Kemangi takes a plain text file, and process each line of the text as your command.

Plain Text File

A text file that can be opened using basic text editor in your system (Windows: notepad, Linux: gedit, vi, etc). If it shows up cleanly, then it is a plain text file.

Typical plain text file has .txt extension.

To do text preprocessing, you need to supply input file, list of tasks, and output target.

Here is a screenshot of a running Kemangi process to give a better understanding:

_images/running-kemangi.png

Input File

Simply by clicking “Browse” button. Remember that the file must be a plain text. Kemangi can’t process more complex extensions like .doc or .odt.

List of Tasks

You can add several tasks, and Kemangi will run the task in the given order.

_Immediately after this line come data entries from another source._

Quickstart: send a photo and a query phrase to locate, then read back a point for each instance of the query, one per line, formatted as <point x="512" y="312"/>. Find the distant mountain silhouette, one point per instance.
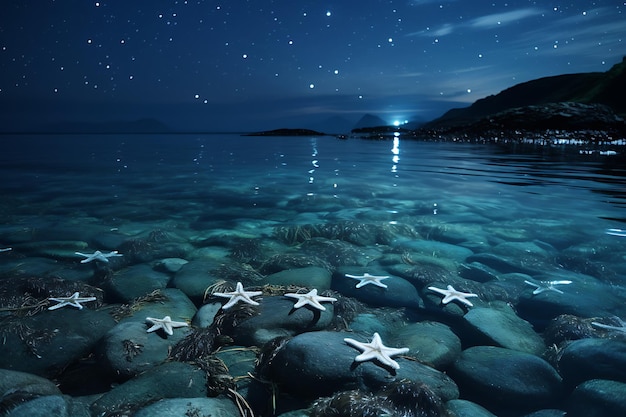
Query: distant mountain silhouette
<point x="132" y="126"/>
<point x="369" y="120"/>
<point x="334" y="124"/>
<point x="608" y="88"/>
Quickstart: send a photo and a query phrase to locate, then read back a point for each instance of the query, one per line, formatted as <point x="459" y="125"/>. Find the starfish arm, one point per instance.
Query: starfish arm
<point x="354" y="343"/>
<point x="464" y="301"/>
<point x="234" y="300"/>
<point x="154" y="328"/>
<point x="438" y="290"/>
<point x="386" y="360"/>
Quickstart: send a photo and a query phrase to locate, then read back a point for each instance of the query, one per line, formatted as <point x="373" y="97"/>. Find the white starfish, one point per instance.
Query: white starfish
<point x="97" y="256"/>
<point x="369" y="279"/>
<point x="311" y="298"/>
<point x="451" y="294"/>
<point x="238" y="295"/>
<point x="377" y="351"/>
<point x="74" y="300"/>
<point x="620" y="328"/>
<point x="543" y="286"/>
<point x="165" y="323"/>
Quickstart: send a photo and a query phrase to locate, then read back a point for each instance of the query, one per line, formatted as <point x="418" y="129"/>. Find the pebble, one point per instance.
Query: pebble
<point x="496" y="377"/>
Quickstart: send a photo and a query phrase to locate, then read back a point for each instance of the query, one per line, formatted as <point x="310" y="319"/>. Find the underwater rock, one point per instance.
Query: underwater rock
<point x="49" y="405"/>
<point x="168" y="380"/>
<point x="433" y="301"/>
<point x="133" y="282"/>
<point x="55" y="249"/>
<point x="503" y="264"/>
<point x="501" y="378"/>
<point x="195" y="277"/>
<point x="435" y="249"/>
<point x="47" y="343"/>
<point x="18" y="387"/>
<point x="128" y="349"/>
<point x="399" y="292"/>
<point x="284" y="261"/>
<point x="464" y="408"/>
<point x="338" y="252"/>
<point x="478" y="272"/>
<point x="502" y="327"/>
<point x="218" y="407"/>
<point x="586" y="359"/>
<point x="278" y="318"/>
<point x="432" y="343"/>
<point x="171" y="265"/>
<point x="597" y="398"/>
<point x="584" y="297"/>
<point x="310" y="277"/>
<point x="311" y="357"/>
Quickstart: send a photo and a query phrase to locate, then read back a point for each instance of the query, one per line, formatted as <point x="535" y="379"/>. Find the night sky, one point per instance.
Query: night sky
<point x="249" y="65"/>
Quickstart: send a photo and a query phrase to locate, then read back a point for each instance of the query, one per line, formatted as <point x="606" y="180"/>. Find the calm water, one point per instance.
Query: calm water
<point x="556" y="202"/>
<point x="221" y="171"/>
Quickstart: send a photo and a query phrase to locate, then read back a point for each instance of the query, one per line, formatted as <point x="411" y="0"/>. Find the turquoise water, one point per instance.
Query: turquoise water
<point x="543" y="212"/>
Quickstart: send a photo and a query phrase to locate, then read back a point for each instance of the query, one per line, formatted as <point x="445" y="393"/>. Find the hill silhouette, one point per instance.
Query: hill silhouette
<point x="608" y="88"/>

To add a task, click “Add task”. A window will appear and you can choose what kind of task to be added.

_images/select-task.png

In general, there are three columns:

  • Left column shows a list of available task, click one to choose.
  • Middle column shows summary of chosen task.
  • Right column shows additional inputs required. You need to supply these inputs if any is required.

To remove a task, click on that task in the list, then click “Remove task”.

To move a task’s order, click on that task in the list, then click “Move up” or “Move down”.

Some tasks may need additional inputs. For example, own stop words removal demands text file containing list of stop words provided by you.

Some tasks may also includes another tasks. For example, stop words removal already includes case folding.

Output Target

Simply by clicking “Browse” button. Then proceed as if you are going to save a file as usual.

Start Processing

Click the “Start” button and text processing will start.

When unexpected error occurs (required internet, but your connection is lost), Kemangi will print the latest preprocessed text intermediateResult.bak in Kemangi’s directory. It is a plain text file, and you can open it with any basic text editor.

Kemangi also logs its activity in kemangi.log. Log is useful to analyze what is going on when error happens.